I'm currently in charge of a rapidly-growing Hadoop cluster for my employer, currently built upon release 0.21.0 with CentOS as the OS for each worker and master node. I've worked through most of the standard configuration issues (load-balancing, IO planning for HDFS, ensuring enough disk space is available for spill operations, and so forth), but have found no good documentation on management of the number of file descriptors required for each task tracker, data node, mapper or reducer.
The documentation I've read so far (across Hadoop and HBase) vaguely points to the spill operation consuming a large number of descriptors simultaneously when it attempts to write to disk. This documentation of course provides no breakdown of the scope or expected lifetime of said descriptors. The only suggestion given has been to raise the system limit, which is plausible as a workaround and spurious as a strategy for long-term planning.
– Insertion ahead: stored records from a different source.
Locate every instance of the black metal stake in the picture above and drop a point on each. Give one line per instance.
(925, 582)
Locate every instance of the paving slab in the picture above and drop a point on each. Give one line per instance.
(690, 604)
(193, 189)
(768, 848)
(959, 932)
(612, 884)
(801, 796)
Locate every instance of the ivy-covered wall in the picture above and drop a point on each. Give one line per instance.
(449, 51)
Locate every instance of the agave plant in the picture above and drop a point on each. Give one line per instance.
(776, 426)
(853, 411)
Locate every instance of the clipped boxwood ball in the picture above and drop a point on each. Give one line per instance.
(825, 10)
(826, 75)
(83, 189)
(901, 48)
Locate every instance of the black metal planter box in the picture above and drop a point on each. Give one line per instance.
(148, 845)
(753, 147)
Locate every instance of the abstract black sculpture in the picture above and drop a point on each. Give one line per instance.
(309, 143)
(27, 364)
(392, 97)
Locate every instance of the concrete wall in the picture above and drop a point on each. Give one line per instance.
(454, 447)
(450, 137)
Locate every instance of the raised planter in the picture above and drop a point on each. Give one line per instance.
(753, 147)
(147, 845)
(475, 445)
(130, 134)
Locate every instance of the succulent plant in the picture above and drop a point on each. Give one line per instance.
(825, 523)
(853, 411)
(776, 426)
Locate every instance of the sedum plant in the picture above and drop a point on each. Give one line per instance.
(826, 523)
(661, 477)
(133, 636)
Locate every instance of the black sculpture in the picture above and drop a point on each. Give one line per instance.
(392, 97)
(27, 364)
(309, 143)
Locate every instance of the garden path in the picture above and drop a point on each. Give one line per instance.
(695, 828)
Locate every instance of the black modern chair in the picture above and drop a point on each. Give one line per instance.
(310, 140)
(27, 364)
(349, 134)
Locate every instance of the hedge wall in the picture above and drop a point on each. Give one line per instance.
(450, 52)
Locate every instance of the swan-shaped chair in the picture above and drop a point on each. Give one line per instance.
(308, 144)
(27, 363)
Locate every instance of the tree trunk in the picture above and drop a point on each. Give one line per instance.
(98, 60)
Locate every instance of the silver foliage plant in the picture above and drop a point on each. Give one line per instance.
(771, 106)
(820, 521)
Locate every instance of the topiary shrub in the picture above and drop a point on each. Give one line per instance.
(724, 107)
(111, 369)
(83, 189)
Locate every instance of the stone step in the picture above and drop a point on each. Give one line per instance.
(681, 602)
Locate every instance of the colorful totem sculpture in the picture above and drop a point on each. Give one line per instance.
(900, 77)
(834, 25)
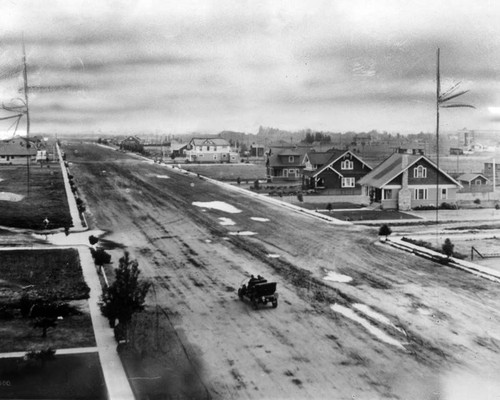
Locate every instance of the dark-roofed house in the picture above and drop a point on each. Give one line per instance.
(473, 179)
(16, 151)
(405, 181)
(210, 150)
(285, 163)
(335, 172)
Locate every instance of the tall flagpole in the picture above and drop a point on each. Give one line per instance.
(438, 94)
(25, 76)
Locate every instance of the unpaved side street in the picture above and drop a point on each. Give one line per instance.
(435, 327)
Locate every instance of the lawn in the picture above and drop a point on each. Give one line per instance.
(47, 197)
(229, 172)
(72, 376)
(370, 215)
(53, 272)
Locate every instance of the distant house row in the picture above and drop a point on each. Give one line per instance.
(405, 180)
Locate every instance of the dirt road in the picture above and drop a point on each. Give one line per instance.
(431, 328)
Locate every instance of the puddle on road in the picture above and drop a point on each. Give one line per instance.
(336, 277)
(379, 334)
(217, 205)
(376, 316)
(226, 221)
(73, 239)
(243, 233)
(8, 196)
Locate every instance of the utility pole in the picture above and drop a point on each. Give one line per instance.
(25, 76)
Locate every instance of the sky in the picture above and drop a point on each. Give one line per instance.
(174, 67)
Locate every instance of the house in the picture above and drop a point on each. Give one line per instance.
(178, 149)
(335, 172)
(285, 163)
(132, 143)
(473, 179)
(17, 151)
(405, 181)
(210, 150)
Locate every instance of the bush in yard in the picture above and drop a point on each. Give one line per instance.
(448, 247)
(126, 295)
(101, 257)
(385, 230)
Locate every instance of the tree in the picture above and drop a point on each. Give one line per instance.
(385, 230)
(101, 257)
(125, 296)
(448, 248)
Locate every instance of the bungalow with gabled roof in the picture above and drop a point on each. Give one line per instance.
(210, 150)
(335, 172)
(405, 181)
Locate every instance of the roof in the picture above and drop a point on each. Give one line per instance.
(335, 155)
(209, 141)
(16, 149)
(470, 177)
(393, 166)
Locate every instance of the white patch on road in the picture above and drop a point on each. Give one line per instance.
(73, 239)
(335, 277)
(377, 316)
(384, 337)
(259, 219)
(226, 221)
(7, 196)
(217, 205)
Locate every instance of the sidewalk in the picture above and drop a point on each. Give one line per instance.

I have no information for what assumptions Hadoop makes regarding its number of required file descriptors. As a result, a configuration-dependent calculation of the total number of file descriptors required per mapper, reducer, task tracker, and data node over the lifetime of a normal job (that is, not dependent on MultipleOutputs) would be extremely useful.
Does such a calculation currently exist, and if so, can I make reasonable estimates as to what my limits should be relative to an arbitrary number of jobs as defined?
(To increase the likelyhood this question will be found by others experiencing this issue, Hadoop will happily throw java.io.EOFException and java.io.IOException (pointing to a Bad File Descriptor) when the pool of available descriptors has been exhausted. This took me multiple hours to track down, as the messages included with these exceptions are extremely generic.)